Direct naar artikelinhoud
Wonen

Belg gokt dat woonlening nóg goedkoper kan: meer dan de helft kiest voor variabele rente

Foto ter illustratie.Beeld thinkstock

Voor nieuwe woonleningen kiest meer dan de helft van de Belgen voor een variabele rentevoet. Dat blijkt uit cijfers van BNP Paribas Fortis. In 2017 gold dat nog maar voor 15 procent, vorig jaar voor 31 procent.

Economen vallen van de ene verbazing in de andere. Ze zagen gisteren de Belgische langetermijnrente voor de eerste keer ooit onder nul zakken, terwijl al jaren voorspeld werd dat de bodem bereikt was. De langetermijnrente is ook de referentie voor de woonkredieten. “Het is een duidelijke aanwijzing dat hypothecaire leningen nóg goedkoper kunnen”, zegt Brecht Coene van Spaargids.be. 

Zo denkt de Belg er blijkbaar ook over: bij BNP Paribas Fortis kozen klanten in de eerste vijf maanden van dit jaar in 54 procent van de gevallen voor een variabele rentevoet. Vorig jaar was dat 31 procent, in 2017 zelfs maar 15 procent. Ook bij Belfius en ING zit de vraag naar een variabel krediet stevig in de lift. Historisch kiest de Belg nochtans liever voor de zekerheid van een vaste rente.

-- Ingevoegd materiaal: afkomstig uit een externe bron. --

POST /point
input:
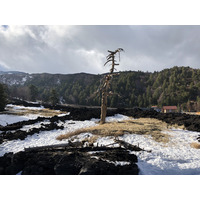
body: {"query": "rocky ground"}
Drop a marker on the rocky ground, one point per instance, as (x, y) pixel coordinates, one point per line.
(79, 159)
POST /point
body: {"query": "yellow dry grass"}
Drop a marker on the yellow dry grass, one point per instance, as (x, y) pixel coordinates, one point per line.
(144, 126)
(195, 145)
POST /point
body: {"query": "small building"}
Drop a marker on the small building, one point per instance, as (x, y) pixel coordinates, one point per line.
(169, 109)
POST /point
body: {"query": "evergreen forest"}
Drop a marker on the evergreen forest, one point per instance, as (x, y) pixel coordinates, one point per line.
(178, 86)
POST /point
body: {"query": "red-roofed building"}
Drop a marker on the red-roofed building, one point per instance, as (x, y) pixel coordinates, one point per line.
(169, 109)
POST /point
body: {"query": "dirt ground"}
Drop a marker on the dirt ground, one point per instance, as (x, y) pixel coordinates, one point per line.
(142, 126)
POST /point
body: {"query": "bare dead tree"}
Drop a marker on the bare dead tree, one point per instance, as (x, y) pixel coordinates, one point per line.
(107, 81)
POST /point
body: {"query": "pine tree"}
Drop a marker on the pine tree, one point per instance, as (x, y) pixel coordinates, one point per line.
(2, 98)
(54, 97)
(33, 92)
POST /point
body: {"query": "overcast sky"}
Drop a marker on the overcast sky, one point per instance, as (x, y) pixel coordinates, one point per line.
(75, 49)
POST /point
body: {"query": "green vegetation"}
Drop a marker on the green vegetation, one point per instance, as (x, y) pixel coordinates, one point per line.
(178, 86)
(2, 97)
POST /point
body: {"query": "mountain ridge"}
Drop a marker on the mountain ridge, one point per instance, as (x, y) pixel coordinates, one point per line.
(172, 86)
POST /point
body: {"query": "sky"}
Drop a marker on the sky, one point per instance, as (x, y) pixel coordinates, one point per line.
(83, 48)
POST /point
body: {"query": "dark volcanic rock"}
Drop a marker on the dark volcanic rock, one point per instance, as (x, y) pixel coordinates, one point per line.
(68, 162)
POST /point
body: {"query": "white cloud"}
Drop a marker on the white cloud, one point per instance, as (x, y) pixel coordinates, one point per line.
(73, 49)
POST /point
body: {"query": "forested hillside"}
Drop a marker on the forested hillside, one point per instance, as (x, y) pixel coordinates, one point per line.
(178, 86)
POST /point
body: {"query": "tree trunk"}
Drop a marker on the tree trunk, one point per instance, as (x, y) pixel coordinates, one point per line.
(103, 107)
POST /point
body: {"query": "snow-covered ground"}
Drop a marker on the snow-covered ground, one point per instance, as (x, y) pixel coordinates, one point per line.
(6, 119)
(175, 157)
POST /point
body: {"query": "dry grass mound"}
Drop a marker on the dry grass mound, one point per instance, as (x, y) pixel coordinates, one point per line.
(195, 145)
(142, 126)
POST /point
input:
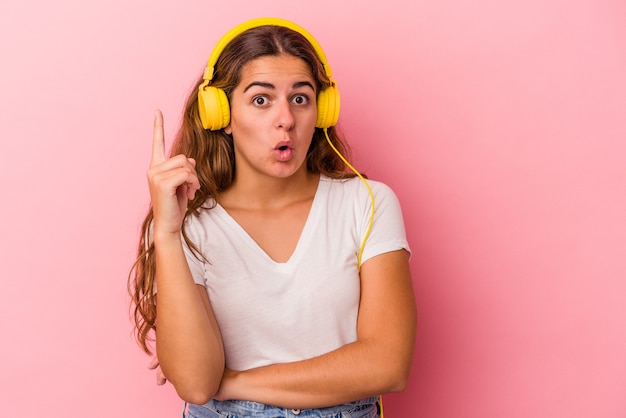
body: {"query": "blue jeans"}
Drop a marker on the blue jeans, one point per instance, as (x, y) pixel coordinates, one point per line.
(365, 408)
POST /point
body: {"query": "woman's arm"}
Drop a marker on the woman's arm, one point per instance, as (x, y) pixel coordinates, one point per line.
(188, 341)
(378, 362)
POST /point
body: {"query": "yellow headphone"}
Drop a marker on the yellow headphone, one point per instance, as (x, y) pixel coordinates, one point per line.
(213, 103)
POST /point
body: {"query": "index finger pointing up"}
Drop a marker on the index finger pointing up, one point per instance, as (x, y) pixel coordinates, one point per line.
(158, 140)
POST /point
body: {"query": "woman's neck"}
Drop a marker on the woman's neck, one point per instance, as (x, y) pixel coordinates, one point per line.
(269, 192)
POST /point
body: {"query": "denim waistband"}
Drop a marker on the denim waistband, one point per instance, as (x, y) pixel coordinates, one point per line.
(364, 408)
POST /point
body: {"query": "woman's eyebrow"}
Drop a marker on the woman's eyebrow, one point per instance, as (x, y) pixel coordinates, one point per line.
(260, 84)
(270, 86)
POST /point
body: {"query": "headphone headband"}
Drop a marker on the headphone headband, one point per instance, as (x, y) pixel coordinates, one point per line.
(263, 21)
(213, 106)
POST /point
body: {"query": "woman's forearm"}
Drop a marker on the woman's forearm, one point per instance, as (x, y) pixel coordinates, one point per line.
(188, 345)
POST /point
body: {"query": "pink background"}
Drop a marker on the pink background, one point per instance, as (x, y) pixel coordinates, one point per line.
(501, 126)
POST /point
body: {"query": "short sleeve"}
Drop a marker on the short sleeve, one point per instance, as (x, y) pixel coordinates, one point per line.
(388, 231)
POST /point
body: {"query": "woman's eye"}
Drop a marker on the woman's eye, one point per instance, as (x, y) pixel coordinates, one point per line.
(260, 100)
(300, 99)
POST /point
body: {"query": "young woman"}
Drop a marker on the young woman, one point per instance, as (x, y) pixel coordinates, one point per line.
(282, 289)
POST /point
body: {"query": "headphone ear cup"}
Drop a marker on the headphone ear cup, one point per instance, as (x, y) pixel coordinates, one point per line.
(213, 108)
(327, 107)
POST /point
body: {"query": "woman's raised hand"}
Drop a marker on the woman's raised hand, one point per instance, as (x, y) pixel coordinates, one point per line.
(172, 182)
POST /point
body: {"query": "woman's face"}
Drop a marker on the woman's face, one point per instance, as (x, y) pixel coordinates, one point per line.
(273, 112)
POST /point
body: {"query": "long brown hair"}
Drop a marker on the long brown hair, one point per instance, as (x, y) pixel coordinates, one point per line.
(214, 154)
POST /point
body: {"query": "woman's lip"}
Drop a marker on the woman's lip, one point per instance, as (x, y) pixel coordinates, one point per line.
(283, 154)
(284, 144)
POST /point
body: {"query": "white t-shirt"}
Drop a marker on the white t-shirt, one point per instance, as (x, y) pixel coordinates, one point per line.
(271, 312)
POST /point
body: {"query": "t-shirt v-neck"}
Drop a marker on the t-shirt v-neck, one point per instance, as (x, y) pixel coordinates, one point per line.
(303, 240)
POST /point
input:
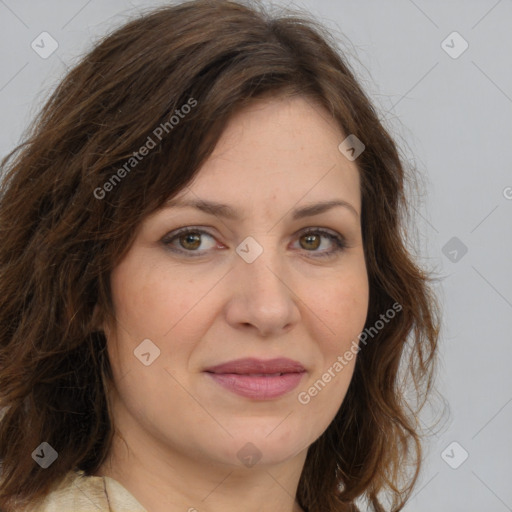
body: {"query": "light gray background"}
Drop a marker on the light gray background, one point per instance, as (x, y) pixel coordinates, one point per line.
(453, 119)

Wie aanvaardt dat zijn maandelijkse aflossing kan veranderen tijdens de looptijd, heeft geluk als de rente verder zakt. Tegelijk biedt de wet bescherming tegen een stijging: een variabele rentevoet mag maximaal verdubbelen. Hoe lager de rente waarmee je start, hoe veiliger je dus bent voor een renteschok. Hoe dan ook is de impact op de maandelijkse aflossing beperkt.

Kandidaat-kopers of -bouwers hoeven niet te dromen van een woonkrediet met negatieve rente: in quasi elk hypothecair contract staat dat 0 procent de absolute bodem is.